GPT 5.5 Reportedly Beats Anthropic Mythos in Cybersecurity Capture the Flag Test

May 3, 2026

An evaluation by the UK AI Security Institute found that OpenAI’s GPT 5.5 reached a similar level of cybersecurity performance. In some cases, GPT 5.5 was even ahead of Anthropic’s Mythos Preview model. Anthropic had previously limited access to Mythos Preview. The company cited elevated cybersecurity risks and restricted the release to critical industry partners.

Capture the Flag Testing

Since 2023, the UK AI Security Institute has tested leading AI models through 95 Capture the Flag challenges. These challenges cover reverse engineering, web exploitation, cryptography, and related cybersecurity tasks. On the highest level Expert tasks, GPT 5.5 achieved an average pass rate of 71.4 percent. Mythos Preview recorded 68.6 percent. The institute said this result fell within the margin of error.

Complex Challenge Completed Quickly

In one difficult challenge, the institute tested the creation of a disassembler to decode a Rust binary. GPT 5.5 solved the task in 10 minutes and 22 seconds without human assistance. The reported API cost for that run was only 1.73 dollars. Therefore, GPT 5.5 showed remarkable efficiency in complex coding tasks.

Progress in Simulated Attack Range

GPT 5.5 also matched Mythos Preview in the institute’s The Last Ones test range. This test simulates a 32 step data extraction attack on a corporate network. GPT 5.5 succeeded in three of 10 attempts. Mythos Preview succeeded in two of 10 attempts. The institute said no earlier model had completed the test even once.

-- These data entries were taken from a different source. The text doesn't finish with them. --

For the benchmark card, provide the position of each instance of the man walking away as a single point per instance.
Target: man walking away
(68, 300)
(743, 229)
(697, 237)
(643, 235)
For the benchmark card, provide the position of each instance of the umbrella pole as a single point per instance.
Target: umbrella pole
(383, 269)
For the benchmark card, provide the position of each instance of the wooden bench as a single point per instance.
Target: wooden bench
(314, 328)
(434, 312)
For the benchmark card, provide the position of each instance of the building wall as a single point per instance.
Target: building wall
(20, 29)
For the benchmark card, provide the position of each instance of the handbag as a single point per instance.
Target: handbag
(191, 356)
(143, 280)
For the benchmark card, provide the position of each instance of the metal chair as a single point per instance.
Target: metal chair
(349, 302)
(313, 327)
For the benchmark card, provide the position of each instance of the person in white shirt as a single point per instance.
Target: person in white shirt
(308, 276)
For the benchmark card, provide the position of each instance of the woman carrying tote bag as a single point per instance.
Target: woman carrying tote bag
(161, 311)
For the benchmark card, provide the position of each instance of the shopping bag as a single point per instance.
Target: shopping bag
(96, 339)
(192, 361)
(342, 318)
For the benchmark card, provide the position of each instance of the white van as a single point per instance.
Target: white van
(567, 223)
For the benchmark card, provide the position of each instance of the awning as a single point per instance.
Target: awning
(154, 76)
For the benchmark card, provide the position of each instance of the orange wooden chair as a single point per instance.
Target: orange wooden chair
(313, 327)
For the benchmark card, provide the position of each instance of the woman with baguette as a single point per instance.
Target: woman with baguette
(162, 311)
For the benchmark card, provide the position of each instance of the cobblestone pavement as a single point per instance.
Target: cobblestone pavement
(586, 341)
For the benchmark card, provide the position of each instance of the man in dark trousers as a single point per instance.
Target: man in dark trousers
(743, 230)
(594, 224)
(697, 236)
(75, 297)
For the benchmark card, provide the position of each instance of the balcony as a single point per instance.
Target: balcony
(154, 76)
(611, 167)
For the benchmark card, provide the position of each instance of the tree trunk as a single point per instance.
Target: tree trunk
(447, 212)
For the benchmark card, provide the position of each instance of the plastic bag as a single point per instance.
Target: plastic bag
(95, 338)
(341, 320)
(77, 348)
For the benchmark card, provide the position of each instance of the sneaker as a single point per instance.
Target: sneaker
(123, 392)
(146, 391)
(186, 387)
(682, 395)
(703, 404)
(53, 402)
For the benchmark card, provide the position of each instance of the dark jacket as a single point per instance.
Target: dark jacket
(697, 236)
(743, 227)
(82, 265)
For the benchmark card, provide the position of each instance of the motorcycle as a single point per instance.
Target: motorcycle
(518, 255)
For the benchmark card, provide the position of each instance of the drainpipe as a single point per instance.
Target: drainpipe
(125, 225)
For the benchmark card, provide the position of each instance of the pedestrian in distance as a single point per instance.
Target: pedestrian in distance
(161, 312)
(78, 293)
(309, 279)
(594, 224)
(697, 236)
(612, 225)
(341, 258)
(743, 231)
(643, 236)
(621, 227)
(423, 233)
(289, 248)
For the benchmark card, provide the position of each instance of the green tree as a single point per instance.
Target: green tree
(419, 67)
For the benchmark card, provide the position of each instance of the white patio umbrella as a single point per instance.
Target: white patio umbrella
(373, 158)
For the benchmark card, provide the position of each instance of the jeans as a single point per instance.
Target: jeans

More Difficult Test Still Unsolved

GPT 5.5 did not complete the Cooling Tower simulation. This test involves attempted disruption of power plant control software. The institute said every previously tested AI model has also failed that scenario. The UK AI Security Institute said the results suggest Mythos Preview may not represent a model specific breakthrough. Instead, the performance likely reflects broader improvements across advanced AI systems in long horizon autonomy, reasoning, and coding.